MUSG has already made strides in lowering the surplus by implementing environmentally friendly programs around campus.
This year, MUSG implemented a reusable to-go box system as well as a water bottle refilling station, which took about $55,000 from the reserve fund.
The majority of the money was used on the to-go box system, called Ozzi machines, as about $45,000 was used to purchase two machines to supplement the single machine already purchased by the university. Sodexo, Marquette’s food service provider, funded the containers and approached Whelton and MUSG about purchasing more machines.
The water bottle refilling stations took about $11,000 from the reserve fund.
Whelton and Ciccone estimate there is about $163,000 left in the fund.
Whelton said despite some progress being made, plans are still in the works to get the reserve fund closer to the MUSG constitutionally mandated minimum of $50,000, specifically plans to help a logjam with club sports.
“Right now, the demand for club sports rental vans is high enough that it could merit 15 vans. We can’t sustain that as a university, but we could sustain a fleet of six,” Whelton said.
Whelton estimated a new club sports van would cost about $30,000, bringing the total number of vans for club sports teams to six.

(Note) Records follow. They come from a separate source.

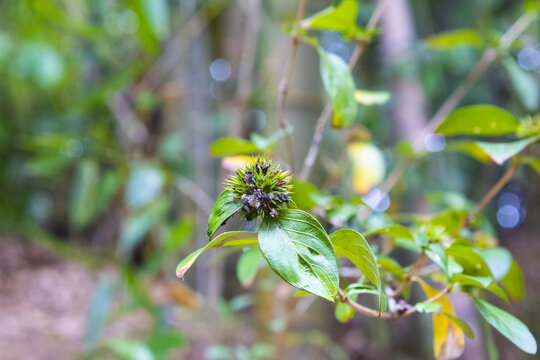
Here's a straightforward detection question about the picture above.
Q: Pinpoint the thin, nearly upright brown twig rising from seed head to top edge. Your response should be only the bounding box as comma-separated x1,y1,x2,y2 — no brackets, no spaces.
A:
276,0,306,170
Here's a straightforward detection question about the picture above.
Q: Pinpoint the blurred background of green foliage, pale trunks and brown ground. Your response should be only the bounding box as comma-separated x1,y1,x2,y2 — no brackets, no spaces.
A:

Whelton added that when club sports teams don’t have access to vans provided to them by the university, they often ask MUSG for SOF funds to rent their own means of transportation.
Besides purchasing a new van, Whelton added he would like to see MUSG using reserve money on activities such as school-wide concerts with better name recognition, as well as organizing TED independent events at Marquette. Having events like these on a consistent basis, however, would require an increase in the student activity fee, a resolution Whelton said he would not bring to the Senate until the reserve fund reached minimum levels.
Ciccone said it will be difficult to predict where the rest of the money for the reserve fund will go until the MUSG Senate reconvenes for the academic year on Sept. 8.